There is a vague line that divides data science from data analysis, and I am pretty sure that the line is defined by your mathematical abilities.

Now, having said that, most places will not have a business need that goes beyond an activity that is more properly defined as data analysis, so it is instructive to realize that data science is a poorly defined thing.

In a nutshell - get good at Python & R, and start applying to jobs with proof that you know both. Just let the cookie crumble at that point.

oh, I nearly forgot - SQL is a must.

Advice 4 - Interest as motivation

If I am interested in a subject, going for the core materials is insightful.

If not, I learn better by treating a subject as a black box that solves the problem I actually care about, and then familiarizing myself gradually and organically with the topic as I use a tool more and more, without ever having studied the "basics".

Due to that I studied a lot of Linear Algebra / Combinatorics as I find them very interesting topics, but I have used most software ( Keycloak, Airflow, RabbitMQ,... ) as tools that get the job I need done, without ever looking into the core CS topics.

My point being that if Linear Algebra doesn't appeal to you directly...

I might start with tutorials that show directly use cases:

  • Word Vec with NLP
  • Image Labeling with Computer Vision

to keep the motivation up, and build back from it.

It comes down to what you find more interesting, the problem being solved, or the technologies used to solve it.

Advice 5 - top-down vs bottom-up learning

There are 2 ways to learn:

  • top-down
  • bottom-up.

Top-down is preferable if you're a professional that lacks the time to spend internalizing basic concepts in a typical academic environment.

My advice to people in this situation is to monkey-see : monkey-do until you magically "get it". In other words, top-down.

In the military they would call this "results oriented training." So I suggest learning by example, and taking the time to understand the fundamentals as you go through each case. Still takes a long time, but much more effective IMO

× Pro Tip 4
A single example, if well chosen, can produce an incredibly productive lesson

You could, for instance, go through a well-chosen deep learning example, of which there is a myriad, and use it to understand weights, optimization algorithms (stochastic gradient descent, etc), the meaning of under / overtraining, training set selection strategies, neural net architectures, and so on. A single example, if well chosen, can produce an incredibly productive lesson.

You can consider yourself graduated if you can cogently interpret a publication in the field, and implement it in practice.

Advice 6 - Understand data. Master 1 thing

Usually when I am learning I do both ways for me it is easier to get and know fundamentals. (it is plenty of time if you manage it well - drop tv watching, youtube, disable all notifications on the phone, delete games if that distracts you).

Try to do what others have done and figure out each step what they have done.

Get some books, articles, videos about it and learn from it.

Check code libraries documentation (at the end of the day you need to use some code it is very rare that you will write everything yourself), knowing what each library can give you is powerful.

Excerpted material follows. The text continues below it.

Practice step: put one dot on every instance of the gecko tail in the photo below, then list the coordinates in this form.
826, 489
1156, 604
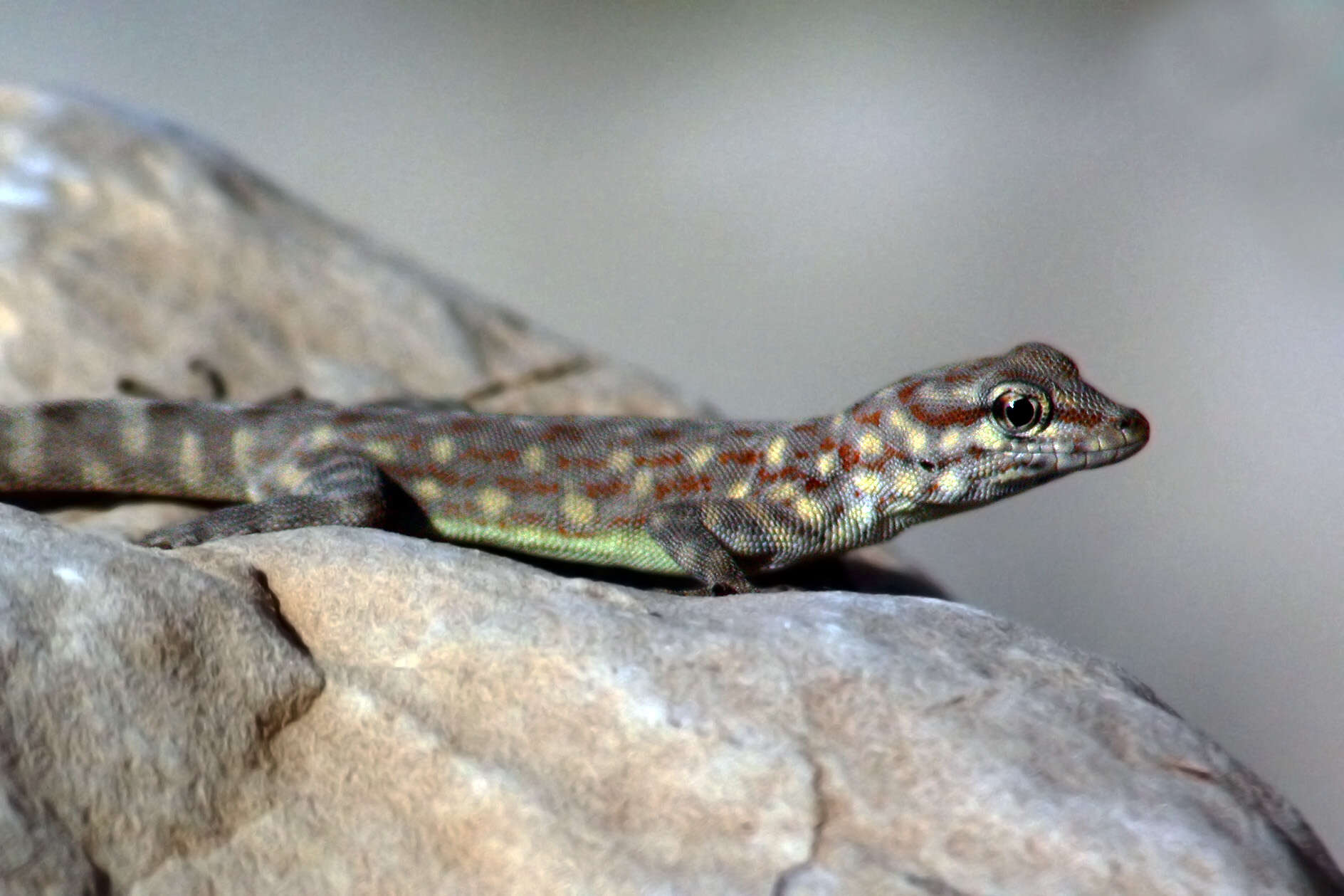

Looking into others codes helps to figure out structure and see if it fits what you want or you can put it more clearly with better design patterns ( this is form CS degree hitting).

× Pro Tip 5
understand what actual data means and how it was captured

Concentrate on 1 thing and learn it very well if you are really willing to get into that field. Knowing a single thing but very well helps to figure out other concepts, usually specific areas always have something in common.

I think that in data science is important to really understand what actual data means and how it was captured.

Question 3 - Where to get the practice in Data Science

I am pursuing for Data Science in my college degree
Any tip on what all should I do from the start of my college to be good at DS
also, i don't have any previous knowledge of programming

Advice 7

Learn basics of Python and Python notebook + matplotlib library (https://matplotlib.org/)
Learn about different data storages and databases ( SQL, no-SQL queries), merging data, general statistics.
Take a public dataset and try to understand what data is showing.